Cultivate a “Growth” Mindset
Want to improve your own chances of success, or that of your students or children: cultivate a “growth mindset”. Through years of study and research about achievement and success, Dr. Carol Dweck and her colleagues throughout the United States and Canada have demonstrated that internal beliefs we hold about ourselves can powerfully shape our lives.

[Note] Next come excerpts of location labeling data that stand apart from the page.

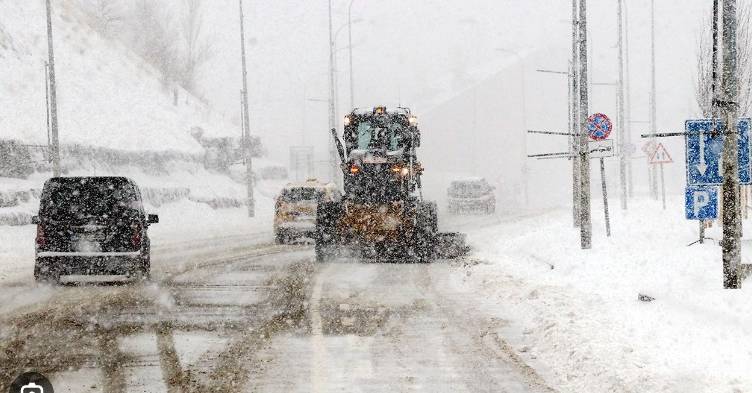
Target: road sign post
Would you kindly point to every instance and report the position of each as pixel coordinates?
(660, 156)
(704, 142)
(701, 203)
(599, 127)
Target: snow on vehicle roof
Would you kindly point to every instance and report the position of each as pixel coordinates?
(391, 110)
(310, 183)
(472, 179)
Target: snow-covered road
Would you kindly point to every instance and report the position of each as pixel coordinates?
(237, 313)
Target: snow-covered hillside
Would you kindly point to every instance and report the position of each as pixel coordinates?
(107, 96)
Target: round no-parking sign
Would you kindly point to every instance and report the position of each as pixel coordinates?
(599, 126)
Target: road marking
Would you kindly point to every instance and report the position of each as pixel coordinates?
(318, 358)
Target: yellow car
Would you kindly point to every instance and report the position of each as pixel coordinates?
(295, 208)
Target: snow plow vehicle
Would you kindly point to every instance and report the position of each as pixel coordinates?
(382, 211)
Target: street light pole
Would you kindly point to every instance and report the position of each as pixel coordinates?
(731, 207)
(620, 114)
(575, 123)
(334, 172)
(653, 126)
(628, 101)
(246, 143)
(55, 141)
(349, 41)
(525, 169)
(586, 227)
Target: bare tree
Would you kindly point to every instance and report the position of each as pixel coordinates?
(197, 49)
(105, 14)
(703, 86)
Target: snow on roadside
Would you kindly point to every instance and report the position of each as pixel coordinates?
(582, 319)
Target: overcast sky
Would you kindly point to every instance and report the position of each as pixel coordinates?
(417, 52)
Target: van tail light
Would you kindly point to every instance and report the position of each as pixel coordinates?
(136, 236)
(41, 239)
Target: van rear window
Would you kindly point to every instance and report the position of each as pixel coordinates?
(87, 199)
(301, 194)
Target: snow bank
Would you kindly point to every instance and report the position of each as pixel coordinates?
(582, 318)
(107, 96)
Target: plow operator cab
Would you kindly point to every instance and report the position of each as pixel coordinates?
(382, 211)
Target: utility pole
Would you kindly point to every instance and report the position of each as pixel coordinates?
(730, 188)
(575, 123)
(653, 126)
(47, 103)
(246, 143)
(55, 141)
(334, 170)
(628, 100)
(586, 227)
(349, 44)
(620, 113)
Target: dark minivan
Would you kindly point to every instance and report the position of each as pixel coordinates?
(91, 226)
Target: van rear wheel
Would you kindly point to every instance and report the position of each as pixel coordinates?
(45, 274)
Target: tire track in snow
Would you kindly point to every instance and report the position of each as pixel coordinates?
(318, 360)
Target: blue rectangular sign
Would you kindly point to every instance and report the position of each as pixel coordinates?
(704, 150)
(701, 203)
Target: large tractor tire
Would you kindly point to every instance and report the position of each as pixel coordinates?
(426, 230)
(328, 215)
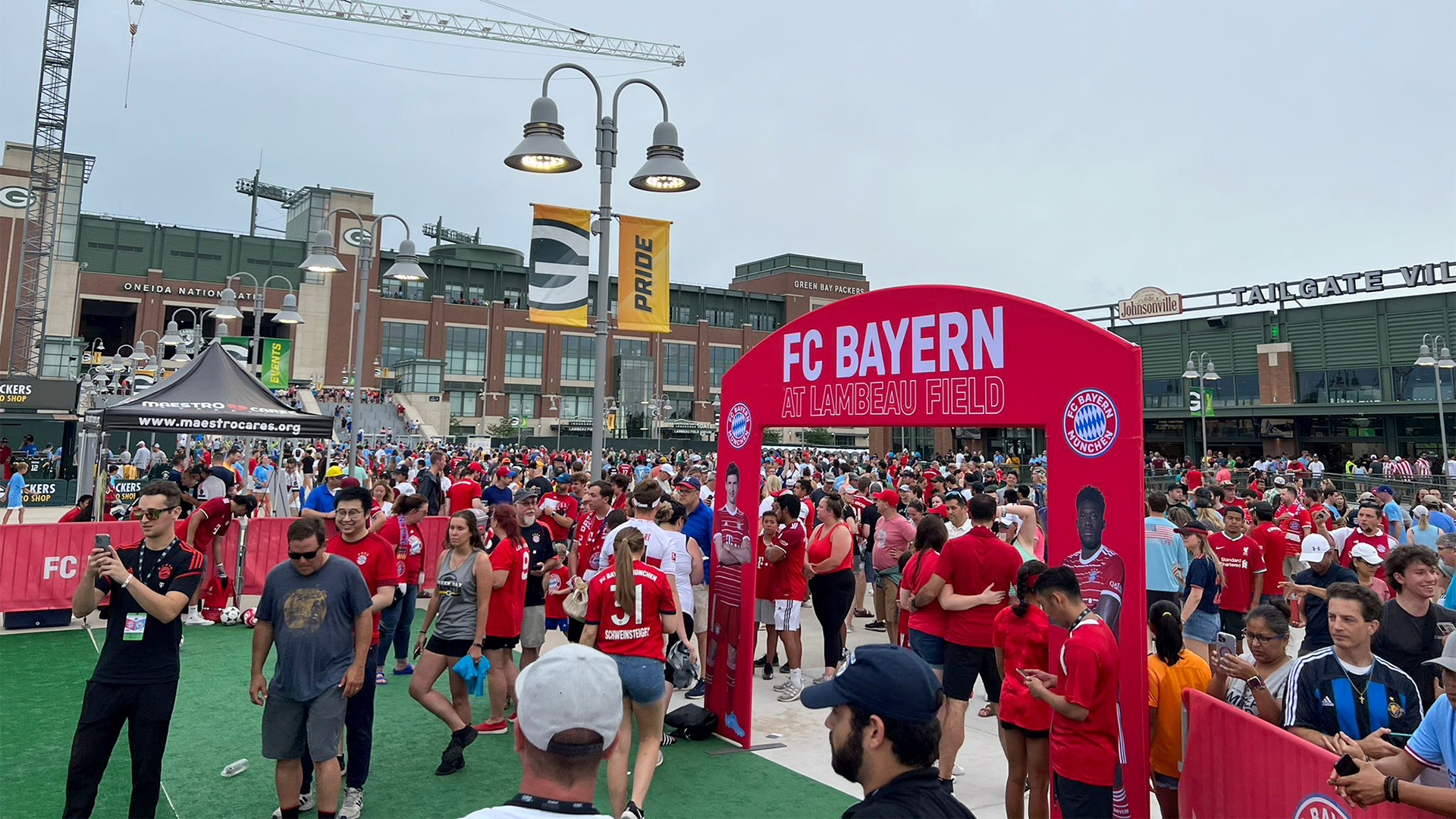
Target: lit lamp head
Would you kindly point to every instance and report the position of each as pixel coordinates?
(664, 169)
(324, 257)
(290, 311)
(544, 150)
(406, 264)
(228, 305)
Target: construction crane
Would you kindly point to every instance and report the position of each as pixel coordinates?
(53, 108)
(463, 25)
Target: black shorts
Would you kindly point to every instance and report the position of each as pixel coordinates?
(447, 648)
(492, 643)
(1027, 733)
(963, 665)
(1232, 623)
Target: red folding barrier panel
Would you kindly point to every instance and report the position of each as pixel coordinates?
(41, 563)
(1239, 765)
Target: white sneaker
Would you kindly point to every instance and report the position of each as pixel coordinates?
(353, 803)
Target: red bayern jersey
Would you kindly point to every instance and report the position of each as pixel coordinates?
(566, 506)
(216, 515)
(971, 563)
(509, 602)
(788, 573)
(1022, 642)
(1242, 558)
(1087, 675)
(929, 620)
(1100, 575)
(376, 561)
(592, 531)
(635, 632)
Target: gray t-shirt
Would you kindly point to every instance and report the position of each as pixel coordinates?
(313, 626)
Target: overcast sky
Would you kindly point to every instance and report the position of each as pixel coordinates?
(1069, 152)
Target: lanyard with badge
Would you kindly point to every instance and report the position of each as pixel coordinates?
(136, 624)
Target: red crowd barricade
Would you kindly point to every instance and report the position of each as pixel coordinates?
(41, 563)
(1229, 749)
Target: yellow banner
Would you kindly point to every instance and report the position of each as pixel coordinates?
(642, 276)
(561, 242)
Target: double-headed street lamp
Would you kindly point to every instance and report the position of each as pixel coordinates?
(228, 309)
(1440, 362)
(544, 150)
(324, 257)
(1200, 366)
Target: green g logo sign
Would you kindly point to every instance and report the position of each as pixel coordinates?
(15, 197)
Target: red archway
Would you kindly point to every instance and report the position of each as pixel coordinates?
(943, 356)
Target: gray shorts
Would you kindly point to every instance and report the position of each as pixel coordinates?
(701, 608)
(290, 727)
(533, 627)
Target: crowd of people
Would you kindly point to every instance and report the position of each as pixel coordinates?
(946, 557)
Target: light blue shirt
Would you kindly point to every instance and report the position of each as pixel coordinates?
(1435, 741)
(1165, 551)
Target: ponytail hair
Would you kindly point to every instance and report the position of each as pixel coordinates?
(628, 545)
(1025, 579)
(1166, 626)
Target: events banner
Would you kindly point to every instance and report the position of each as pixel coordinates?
(561, 245)
(1228, 749)
(277, 363)
(944, 356)
(642, 276)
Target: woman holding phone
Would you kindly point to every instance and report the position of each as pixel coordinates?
(457, 611)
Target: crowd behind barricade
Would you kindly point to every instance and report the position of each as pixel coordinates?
(1315, 611)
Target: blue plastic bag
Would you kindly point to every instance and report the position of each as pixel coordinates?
(473, 673)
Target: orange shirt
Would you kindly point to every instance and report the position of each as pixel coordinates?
(1165, 692)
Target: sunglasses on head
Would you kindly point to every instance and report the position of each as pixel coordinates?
(152, 513)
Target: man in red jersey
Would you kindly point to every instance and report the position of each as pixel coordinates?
(204, 531)
(376, 561)
(1242, 558)
(971, 579)
(1082, 697)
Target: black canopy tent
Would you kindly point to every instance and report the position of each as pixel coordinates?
(213, 395)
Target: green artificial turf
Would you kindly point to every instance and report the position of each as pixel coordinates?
(216, 723)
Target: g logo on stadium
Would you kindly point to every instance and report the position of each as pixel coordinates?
(1091, 423)
(740, 423)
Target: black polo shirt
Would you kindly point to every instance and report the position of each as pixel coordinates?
(155, 656)
(913, 793)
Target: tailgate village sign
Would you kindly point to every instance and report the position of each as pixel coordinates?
(944, 356)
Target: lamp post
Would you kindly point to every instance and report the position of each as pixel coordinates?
(1438, 363)
(228, 309)
(544, 150)
(324, 257)
(1200, 366)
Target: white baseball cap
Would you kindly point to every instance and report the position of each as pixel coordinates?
(1366, 553)
(1310, 550)
(570, 687)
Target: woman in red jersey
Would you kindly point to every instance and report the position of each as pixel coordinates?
(1019, 637)
(626, 620)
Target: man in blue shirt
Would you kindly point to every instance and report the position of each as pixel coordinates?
(321, 500)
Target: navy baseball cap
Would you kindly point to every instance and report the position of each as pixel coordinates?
(886, 679)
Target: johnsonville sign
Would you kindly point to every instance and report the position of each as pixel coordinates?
(1149, 302)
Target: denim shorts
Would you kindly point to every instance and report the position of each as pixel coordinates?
(930, 648)
(641, 678)
(1203, 627)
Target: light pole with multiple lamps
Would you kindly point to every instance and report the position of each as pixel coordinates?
(1440, 362)
(228, 309)
(544, 150)
(1200, 366)
(324, 257)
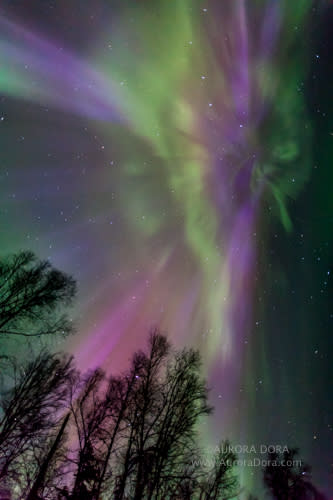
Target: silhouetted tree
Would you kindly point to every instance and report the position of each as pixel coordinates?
(73, 437)
(288, 478)
(31, 410)
(32, 294)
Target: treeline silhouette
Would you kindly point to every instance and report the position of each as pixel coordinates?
(73, 436)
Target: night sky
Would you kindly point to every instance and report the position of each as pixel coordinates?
(176, 159)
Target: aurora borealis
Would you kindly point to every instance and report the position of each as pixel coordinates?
(175, 158)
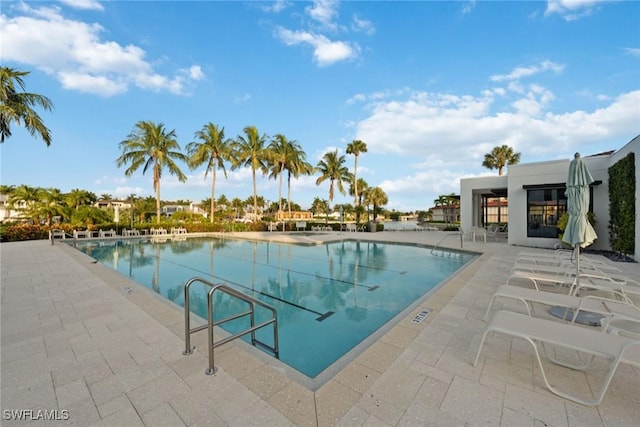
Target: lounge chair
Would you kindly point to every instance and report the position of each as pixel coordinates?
(575, 305)
(616, 348)
(492, 231)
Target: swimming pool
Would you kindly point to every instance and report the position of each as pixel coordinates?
(329, 298)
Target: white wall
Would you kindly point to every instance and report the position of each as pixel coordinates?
(555, 172)
(470, 199)
(551, 172)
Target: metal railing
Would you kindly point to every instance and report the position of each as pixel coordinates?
(458, 234)
(211, 323)
(58, 234)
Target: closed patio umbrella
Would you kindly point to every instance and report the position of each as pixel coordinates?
(579, 233)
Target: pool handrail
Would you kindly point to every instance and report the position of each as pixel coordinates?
(210, 323)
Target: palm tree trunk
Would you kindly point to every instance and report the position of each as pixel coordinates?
(213, 194)
(255, 197)
(280, 189)
(355, 178)
(156, 183)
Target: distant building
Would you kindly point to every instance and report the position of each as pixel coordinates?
(295, 215)
(8, 212)
(104, 204)
(535, 195)
(169, 210)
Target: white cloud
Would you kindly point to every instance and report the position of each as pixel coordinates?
(362, 25)
(522, 72)
(74, 52)
(123, 192)
(633, 51)
(83, 4)
(323, 11)
(242, 98)
(572, 10)
(275, 7)
(454, 130)
(468, 7)
(325, 51)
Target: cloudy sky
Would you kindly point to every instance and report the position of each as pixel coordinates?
(429, 86)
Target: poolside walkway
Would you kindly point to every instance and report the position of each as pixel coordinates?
(85, 345)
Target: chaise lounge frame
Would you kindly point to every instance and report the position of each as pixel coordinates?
(568, 336)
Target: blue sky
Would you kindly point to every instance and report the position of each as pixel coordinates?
(429, 86)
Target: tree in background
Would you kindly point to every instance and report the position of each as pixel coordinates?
(332, 168)
(250, 151)
(213, 149)
(15, 106)
(151, 146)
(77, 197)
(356, 147)
(376, 197)
(501, 157)
(362, 187)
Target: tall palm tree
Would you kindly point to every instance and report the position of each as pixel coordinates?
(25, 198)
(332, 167)
(250, 151)
(15, 107)
(7, 189)
(363, 187)
(213, 149)
(296, 166)
(77, 197)
(151, 146)
(288, 155)
(377, 197)
(51, 204)
(501, 157)
(281, 148)
(356, 147)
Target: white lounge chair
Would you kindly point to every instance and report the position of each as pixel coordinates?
(492, 231)
(590, 303)
(595, 343)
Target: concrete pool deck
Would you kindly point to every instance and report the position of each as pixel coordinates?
(83, 342)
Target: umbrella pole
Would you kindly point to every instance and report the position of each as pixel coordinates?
(577, 255)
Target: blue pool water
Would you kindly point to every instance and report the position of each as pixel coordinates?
(328, 297)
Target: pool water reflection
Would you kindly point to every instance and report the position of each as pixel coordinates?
(328, 297)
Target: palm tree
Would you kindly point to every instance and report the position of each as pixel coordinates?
(250, 151)
(25, 199)
(76, 198)
(213, 150)
(377, 197)
(281, 148)
(332, 167)
(16, 106)
(290, 157)
(7, 189)
(51, 204)
(500, 157)
(356, 147)
(363, 187)
(152, 146)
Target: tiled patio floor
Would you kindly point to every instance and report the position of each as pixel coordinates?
(74, 340)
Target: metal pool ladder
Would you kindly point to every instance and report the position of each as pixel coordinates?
(459, 234)
(210, 323)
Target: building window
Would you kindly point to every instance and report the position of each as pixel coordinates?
(544, 207)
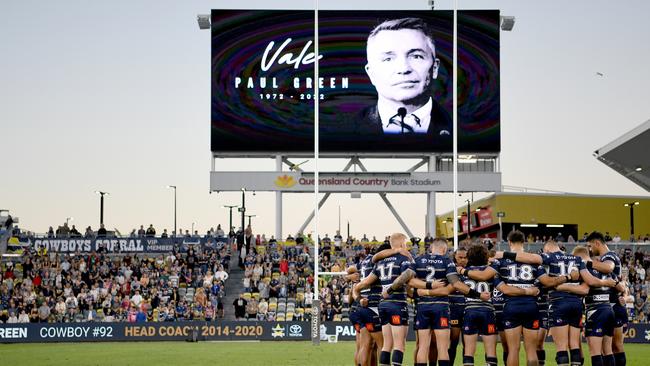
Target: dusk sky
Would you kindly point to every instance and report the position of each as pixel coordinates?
(115, 96)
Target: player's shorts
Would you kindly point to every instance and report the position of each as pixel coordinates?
(565, 312)
(620, 314)
(354, 319)
(481, 321)
(498, 315)
(393, 313)
(456, 315)
(543, 315)
(600, 321)
(368, 319)
(524, 314)
(432, 316)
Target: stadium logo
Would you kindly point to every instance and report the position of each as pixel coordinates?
(285, 181)
(295, 331)
(278, 331)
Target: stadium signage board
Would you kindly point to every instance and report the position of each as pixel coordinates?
(355, 182)
(263, 83)
(223, 331)
(124, 245)
(152, 331)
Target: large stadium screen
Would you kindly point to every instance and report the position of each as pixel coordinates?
(385, 81)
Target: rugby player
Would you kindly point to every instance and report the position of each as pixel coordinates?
(365, 317)
(607, 262)
(599, 328)
(566, 307)
(392, 310)
(456, 308)
(520, 314)
(479, 314)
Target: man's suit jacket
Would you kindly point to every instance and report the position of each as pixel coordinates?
(440, 132)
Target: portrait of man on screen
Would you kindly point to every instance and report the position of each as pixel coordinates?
(401, 65)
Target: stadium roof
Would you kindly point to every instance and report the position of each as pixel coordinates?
(630, 155)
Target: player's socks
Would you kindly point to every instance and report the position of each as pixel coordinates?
(384, 358)
(576, 359)
(562, 358)
(398, 357)
(597, 360)
(452, 351)
(468, 360)
(541, 357)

In a fixed mindset, we perceive that our intelligence and talents are inherent, natural, and fixed. We’ve heard it before: a natural dancer, a born athlete, or I don’t do math. Being smart or appearing talented (or not) is what matters to someone with a fixed mindset. People with a fixed mindset often think if they have to work too hard, they lack talent, skill, or intelligence. Setbacks are often met with resistance too. An emphasis on intelligence or talent can open people up to fear of failure, a sense of being threatened by challenges, and an unwillingness to address shortcomings (e.g., the grade 7 student who “just doesn’t get math”, or the 67 year old who doesn’t understand the latest technology). This leads me to one of Dweck’s handiest lessons: yet. The student doesn’t understand this math problem—yet! The 67 year old doesn’t understand how to use this new camera—yet!
People with a growth mindset believe that they are a work in progress with talents and intelligence that can be fostered, grown, and developed over time. These folks perceive brainpower as malleable and that which can be developed through education and hard work. Remaining engaged in difficult problems and trying new strategies to overcome obstacles are both hallmarks of people with a growth mindset. The growth mindset focuses on effort. Our mindsets emanate from our brains, and perhaps thinking about our brains as muscles might be helpful. The more we use it; the stronger it becomes.
Praise is tricky business. On one hand, praising children’s innate abilities can reinforce a fixed mindset (e.g., you got 92 on that English essay, you’re such a smart boy/girl). On the other hand, thoughtful praise about effort, choices, strategies, and persistence can enhance motivation and confidence that ultimately lead to success (e.g., you got a 92 on that English essay, your hard work really paid off). Effort is extended in the growth mindset, because we believe it will help us develop, meet challenges, and overcome hurdles.
We can hold both mindsets about ourselves. For example, when it comes to math, my perspective might be fixed, but as for my music—well I know through experience, the more I practice, the better I become—clearly I hold a growth mindset. In the long term, adopting a growth mindset in all aspects of our lives will enhance our resiliency, optimism, and instill a love of learning bound to help us! Math, art, sport, reading—effort, practice, or belief—maybe it is our mindset holding us back!